Turner Prize nominee criticized for profiting from minority suffering

2018 Turner Prize nominee, Luke Willis Thompson, has found himself in the middle of some controversy this year as a result of his most recent work’s pointed commentary on race.

His chilling work, autoportraitis a short film portraying the image of Diamond Reynolds, the American woman whose boyfriend, Philando Castile, was shot in cold blood on a Minnesota highway by a police officer in July of 2016 while seated in his car. Reynolds was left live-streaming her boyfriend’s death over Facebook. The incident led to Reynold becoming morbidly famous after her own personal experience of tragedy.

Thompson’s artwork is meant to raise awareness of Castile’s death by focusing adroitly on Reynolds, whose traumatic experience was shared with millions on social media. Thompson has effectively made a name for himself for his artistic focus on Western issues of racism and colonialism. He has spoken in the past of the parallels between Britain’s black community and minorities of Pacific descent in his native Auckland.

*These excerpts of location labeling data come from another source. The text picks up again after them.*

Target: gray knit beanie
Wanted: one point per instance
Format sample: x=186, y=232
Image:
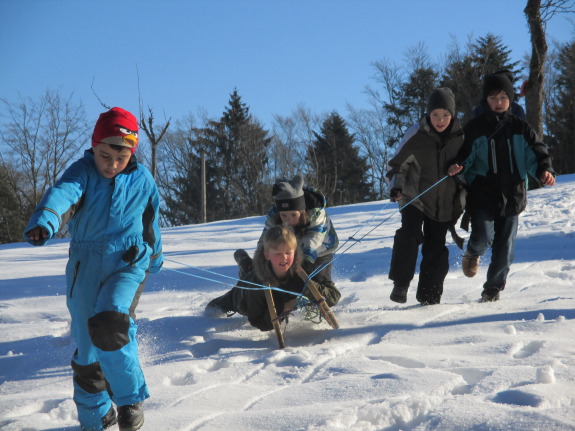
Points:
x=442, y=98
x=499, y=81
x=288, y=195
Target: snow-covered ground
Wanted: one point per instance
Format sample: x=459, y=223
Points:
x=460, y=365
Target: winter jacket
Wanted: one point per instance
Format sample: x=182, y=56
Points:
x=421, y=160
x=112, y=215
x=498, y=153
x=252, y=302
x=318, y=237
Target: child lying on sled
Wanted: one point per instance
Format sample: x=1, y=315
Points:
x=273, y=265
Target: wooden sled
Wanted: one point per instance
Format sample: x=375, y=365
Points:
x=324, y=309
x=274, y=317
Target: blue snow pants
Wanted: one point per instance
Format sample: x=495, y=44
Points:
x=102, y=293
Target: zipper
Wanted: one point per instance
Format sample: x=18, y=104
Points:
x=76, y=267
x=493, y=156
x=510, y=155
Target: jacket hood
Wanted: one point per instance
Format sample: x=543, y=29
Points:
x=314, y=198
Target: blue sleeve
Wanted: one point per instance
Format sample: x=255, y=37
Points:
x=152, y=234
x=58, y=204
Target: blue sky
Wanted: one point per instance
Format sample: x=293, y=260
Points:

In 2012, Thompson’s similarly tragic exhibit Untitled was given credit in the New Zealand political context for its incisive commentary on race relations in that country – the exhibit demonstrated three garage doors that were tagged with graffiti by 15-year-old person Pihema Cameron, a racialized teenager who was stabbed to death immediately afterwards by the property owner. The exhibit followed public outrage in New Zealand subsequent to the murderer’s release after he served only 2 years behind bars.

However, Thompson’s artistic expression has not come under fire in these circumstances due to the political nature of his commentary. Instead, some are opining that his position as a white male from an economically privileged background not only limits his capacity to contribute honestly to a debate on race, it also detracts from those racialized artists and commentators whose works are underrepresented in the mainstream art world.

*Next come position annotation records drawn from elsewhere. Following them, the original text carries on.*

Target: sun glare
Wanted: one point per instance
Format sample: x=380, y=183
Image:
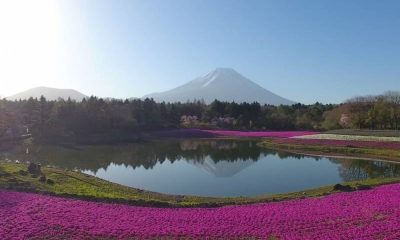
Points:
x=31, y=44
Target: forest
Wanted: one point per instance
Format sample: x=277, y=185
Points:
x=94, y=115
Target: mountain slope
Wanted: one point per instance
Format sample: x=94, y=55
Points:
x=224, y=84
x=49, y=94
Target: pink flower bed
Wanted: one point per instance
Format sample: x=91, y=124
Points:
x=371, y=214
x=341, y=143
x=278, y=134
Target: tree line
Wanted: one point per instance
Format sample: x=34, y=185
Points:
x=95, y=115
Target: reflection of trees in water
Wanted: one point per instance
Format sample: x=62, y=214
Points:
x=145, y=155
x=351, y=169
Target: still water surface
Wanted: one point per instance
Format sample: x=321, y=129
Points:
x=205, y=167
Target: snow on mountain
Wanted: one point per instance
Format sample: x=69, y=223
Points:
x=224, y=84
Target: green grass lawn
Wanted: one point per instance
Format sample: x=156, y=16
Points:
x=82, y=186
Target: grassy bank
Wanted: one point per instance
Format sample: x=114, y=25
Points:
x=81, y=186
x=366, y=132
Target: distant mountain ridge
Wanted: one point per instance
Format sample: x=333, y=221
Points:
x=224, y=84
x=49, y=94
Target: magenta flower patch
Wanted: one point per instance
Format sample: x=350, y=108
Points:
x=371, y=214
x=341, y=143
x=278, y=134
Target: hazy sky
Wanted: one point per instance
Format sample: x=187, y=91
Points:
x=306, y=50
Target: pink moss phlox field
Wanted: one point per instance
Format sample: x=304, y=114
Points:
x=370, y=214
x=286, y=134
x=341, y=143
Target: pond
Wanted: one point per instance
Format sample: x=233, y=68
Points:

The 30-year-old artist identifies as a mixed-race Fijian-New Zealander. However, he is visibly white. Moreover, he is not an American. For that reason, many are concerned that he has walked waywardly into the wrong debate at the wrong time.

An activist collective based in London has begun protesting the artist’s nomination under the slogan “Black Pain is not for Profit”. Protesters are accusing Thompson of deliberately making art that profits from the suffering of marginalized black or other racialized groups.

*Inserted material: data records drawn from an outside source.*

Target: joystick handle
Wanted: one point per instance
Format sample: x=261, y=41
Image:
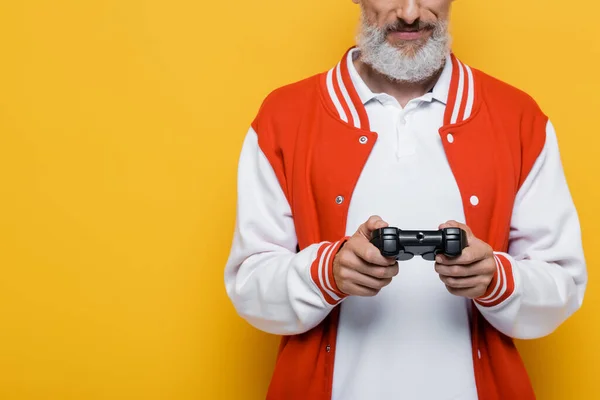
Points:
x=404, y=245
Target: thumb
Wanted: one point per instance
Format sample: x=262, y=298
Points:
x=372, y=224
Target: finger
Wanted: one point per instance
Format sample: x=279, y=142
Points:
x=470, y=293
x=372, y=255
x=353, y=289
x=455, y=224
x=470, y=255
x=458, y=271
x=351, y=260
x=461, y=283
x=352, y=276
x=373, y=223
x=377, y=271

The protest was officially organized by BBZ London, a collective that aims to prioritize the experience of queer women and non-black people of colour. The group decided to take a symbolic stand against Thompson’s work in order to point out what they perceive as an unfair utilization of black pain and suffering to advance an individual’s career goals in art.

The Turner Prize is Britain’s most prestigious art honour awarded either to British artists based anywhere or to any artists based in Britain. Thompson was eligible because he lives and works in London. The story has gained traction because of the prestige that comes along with the prize as well as the relative bump in art sales that Turner Prize winners and nominees can be expected to receive.